A informação e opinião ganham estudo numérico importante. O momento histórico, sem reducionismo, anda embalado pelas mídias. O instituto Atlas da Notícia é amparado em conceituados organismos de pesquisa e análise sobre a cobertura da mídia impressa e digital. Trata-se da presença do jornalismo do Brasil. A primeira etapa do projeto aponta existência de 5.354 veículos em 1.123 cidades de 27 unidades da federação. São 130 milhões, equivalente a 60% da população, servidos mais diretamente por veículos de informação e opinião. Considere-se que ficaram de fora 4.500 municípios, em regiões representadas por 70 milhões de habitantes. No ranking da concentração estão, São Paulo – 1.641, Rio Grande do Sul – 600 e Santa Catarina com 547 veículos impressos. Na proporção, nosso estado é dotado do maior número de jornais por 100 mil habitantes. O levantamento quantitativo denuncia expressiva disparidade das regiões Sul e Centro Oeste com as demais do país, exceto o Distrito Federal.
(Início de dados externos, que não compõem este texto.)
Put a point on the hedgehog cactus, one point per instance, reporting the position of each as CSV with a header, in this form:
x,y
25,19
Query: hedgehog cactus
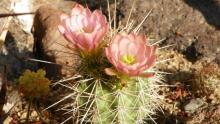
x,y
115,84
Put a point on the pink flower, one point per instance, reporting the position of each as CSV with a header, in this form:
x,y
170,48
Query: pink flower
x,y
131,54
85,29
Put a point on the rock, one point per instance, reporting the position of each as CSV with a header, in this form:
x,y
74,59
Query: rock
x,y
209,115
194,105
49,44
2,88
Como dissemos, são números, mas considerados importantes na capacidade decisória dos cidadãos. Há a lacuna considerável pela ausência de veículos de informação impressa e digital, denominada “Desertos de Notícia”.
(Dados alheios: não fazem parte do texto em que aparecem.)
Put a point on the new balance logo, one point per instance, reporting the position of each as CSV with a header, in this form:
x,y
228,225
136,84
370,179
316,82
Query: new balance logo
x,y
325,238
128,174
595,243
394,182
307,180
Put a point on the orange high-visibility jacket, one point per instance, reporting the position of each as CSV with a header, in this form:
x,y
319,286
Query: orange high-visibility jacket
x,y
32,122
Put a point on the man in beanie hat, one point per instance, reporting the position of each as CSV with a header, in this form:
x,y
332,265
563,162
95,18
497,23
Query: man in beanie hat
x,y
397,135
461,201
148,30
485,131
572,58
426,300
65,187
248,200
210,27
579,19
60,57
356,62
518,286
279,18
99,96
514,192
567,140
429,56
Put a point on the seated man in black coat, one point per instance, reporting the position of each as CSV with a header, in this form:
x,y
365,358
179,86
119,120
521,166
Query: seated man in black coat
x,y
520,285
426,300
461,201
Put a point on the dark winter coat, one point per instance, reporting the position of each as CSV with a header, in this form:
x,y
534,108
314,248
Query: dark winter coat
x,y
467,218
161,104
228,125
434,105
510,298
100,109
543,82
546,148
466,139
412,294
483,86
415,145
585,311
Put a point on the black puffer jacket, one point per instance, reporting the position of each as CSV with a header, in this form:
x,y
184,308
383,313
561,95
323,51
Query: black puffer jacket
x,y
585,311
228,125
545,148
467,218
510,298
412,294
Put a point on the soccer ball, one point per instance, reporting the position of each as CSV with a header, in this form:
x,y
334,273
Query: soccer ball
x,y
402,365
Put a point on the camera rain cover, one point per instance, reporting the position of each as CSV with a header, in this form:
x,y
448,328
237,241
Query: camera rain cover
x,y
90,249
O privilégio de Passo Fundo


O perfil de cada luta histórica do desenvolvimento e da política em Passo Fundo está relatado nos jornais. São dois jornais diários na cidade. O Nacional é o mais antigo órgão regional que mantém ineditamente edições diárias, há quase um século. Mais do que o simples registro dos fatos ergue-se a cada dia um espaço de tribuna, com o estigma de memória implacável, na expressão vetusta do conhecido jargão. Assim, o jornal que cultiva a visão própria da comunidade, estabelece ao mesmo tempo o debate necessário no desdobramento de suas causas e trajetórias, garantindo a insuperável estrutura de resgate. Essa transparência é fonte de conhecimento sobre a sociologia regional etiológica. Todas as frentes de memória são cada vez mais imprescindíveis à consciência sobre o que somos e o que queremos. “Scripta manent, verba volant” (o que está escrito permanece, as palavras voam). A influência da imprensa escrita é incontestável. No caso, com tanta diversidade étnica, é possível entender como nossa terra apresenta facetas tão fortes e decisivas.

Regras trabalhistas
A nova legislação aprovada na reforma trabalhista entra em vigor a partir do dia 11 deste mês. Não há dúvidas de que algumas adaptações deveriam ser feitas para modernizar a relação de trabalho. Sem recorrer à teoria da conspiração, é fácil constatar que as regras aprovadas no Congresso ocorreram num momento de desequilíbrio de classes. O desemprego assustador debilitou a correlação de forças. Há polêmicas. A começar pelo que denominam inconstitucionalidade temerária, como observam os magistrados do Trabalho, a Ordem dos Advogados e a CNBB. Numa postura mais patrimonialista, além do ministro Ivens Gandra Filho – presidente do TST, a bancada ruralista, instituições empresariais e a maioria dos parlamentares federais. Nas negociações coletivas a expectativa é de polêmica da hierarquia legal.

Retoques:
Imigrantes senegaleses presentes em Passo Fundo já vinham preparando a celebração religiosa. São aproximadamente 300 representantes na cidade que lembram o dia de Senegal. Notável é o direcionamento religioso e ético de nossos irmãos senegaleses, que expõem alegria, disciplina e responsabilidade no trabalho.
A decisão judicial proferida por um magistrado de Goiás acende o debate sobre a infidelidade matrimonial. É o adultério, que era punido segundo artigo 240 do Código Penal, atualmente revogado. O que surge, agora, é a possibilidade de o adúltero ou a mulher adúltera, serem condenados por dano moral. A expressão latina “ad alterum thorum” (cama de outro), ganha sanção na esfera cível.
A reforma previdenciária tem muito a discutir. Recentemente a comissão especializada do Senado concluiu que a Previdência não é deficitária. Os recursos é que são utilizados para fins diferentes. Além disso, a reforma não atinge a mega aposentadoria.